Pompei G, Romani F, Davolio Marani S, Barbolini G, Talia B
Minerva Chir. 1980;35(15-16):1145-52.
A technique originally described by Okuda has been employed to study 78 patients suffering from cholestatic syndrome. Visualization of the biliary system was obtained in 70 (89.7%). Of these, 65 presented dilatation of the bile ways whereas in 5, the biliary tree was normal. The 8 cases in which no visualization was obtained were later examined with other techniques and 6 proved to be suffering from intrahepatic cholestasis. In patients with extrahepatic obstruction, the biliary system was visualized in 97%, while in intrahepatic cholestasis, the percentage was 45.5%. The main indication for PTC is the speed at which intrahepatic cholestasis can be distinguished from the extrahepatic type; in the second event, it always pinpoints the site of the impediment, though less frequently the nature of the lesion and its extent. No complications requiring emergency laparotomy were ever encountered. Percutaneous transhepatic cholangiography with Chiba needle is a simple, reliable inexpensive method which gives excellent results in the study of patients with cholestatic syndrome.

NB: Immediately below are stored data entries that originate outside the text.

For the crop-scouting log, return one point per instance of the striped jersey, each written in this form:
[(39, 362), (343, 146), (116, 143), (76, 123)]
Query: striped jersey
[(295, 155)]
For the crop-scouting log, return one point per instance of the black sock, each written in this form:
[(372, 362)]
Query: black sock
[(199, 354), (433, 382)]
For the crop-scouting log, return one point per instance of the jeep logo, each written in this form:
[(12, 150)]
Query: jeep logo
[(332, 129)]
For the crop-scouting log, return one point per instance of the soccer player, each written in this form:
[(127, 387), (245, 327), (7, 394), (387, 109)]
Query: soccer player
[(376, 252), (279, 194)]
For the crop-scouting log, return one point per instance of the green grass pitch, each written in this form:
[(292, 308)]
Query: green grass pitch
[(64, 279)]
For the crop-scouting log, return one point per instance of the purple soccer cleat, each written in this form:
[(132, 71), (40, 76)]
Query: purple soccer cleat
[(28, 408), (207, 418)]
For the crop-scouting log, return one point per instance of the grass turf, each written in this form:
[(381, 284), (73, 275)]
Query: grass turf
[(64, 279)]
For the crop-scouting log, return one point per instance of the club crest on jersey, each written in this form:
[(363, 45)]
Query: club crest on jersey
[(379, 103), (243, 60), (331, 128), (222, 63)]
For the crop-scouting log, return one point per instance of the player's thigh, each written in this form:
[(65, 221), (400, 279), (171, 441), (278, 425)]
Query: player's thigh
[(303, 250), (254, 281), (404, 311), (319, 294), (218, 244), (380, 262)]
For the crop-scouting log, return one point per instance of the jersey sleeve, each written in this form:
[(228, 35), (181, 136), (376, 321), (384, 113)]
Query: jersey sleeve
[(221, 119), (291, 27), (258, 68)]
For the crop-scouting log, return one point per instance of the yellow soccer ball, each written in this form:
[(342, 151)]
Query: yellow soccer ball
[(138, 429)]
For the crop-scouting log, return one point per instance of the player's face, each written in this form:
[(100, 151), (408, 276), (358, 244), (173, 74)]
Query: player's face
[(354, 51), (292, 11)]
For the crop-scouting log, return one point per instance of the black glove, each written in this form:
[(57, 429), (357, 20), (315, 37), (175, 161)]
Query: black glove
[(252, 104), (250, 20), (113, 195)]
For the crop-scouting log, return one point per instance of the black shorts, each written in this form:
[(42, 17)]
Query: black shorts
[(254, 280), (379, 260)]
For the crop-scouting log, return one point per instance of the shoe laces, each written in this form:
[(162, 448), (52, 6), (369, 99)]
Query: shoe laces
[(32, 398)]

采用最初由奥库达描述的一种技术对78例胆汁淤积综合征患者进行了研究。70例(89.7%)获得了胆道系统的显影。其中,65例出现胆管扩张,而5例胆管树正常。8例未获得显影的患者后来采用其他技术进行了检查,其中6例被证实患有肝内胆汁淤积。肝外梗阻患者中,97%的胆道系统得以显影,而肝内胆汁淤积患者的这一比例为45.5%。经皮肝穿刺胆管造影(PTC)的主要适应证是能够快速区分肝内胆汁淤积和肝外胆汁淤积;对于后者,它总能确定梗阻部位,不过较少能明确病变的性质及其范围。从未遇到需要紧急剖腹手术的并发症。用千叶针进行经皮肝穿刺胆管造影是一种简单、可靠且廉价的方法,在胆汁淤积综合征患者的研究中效果极佳。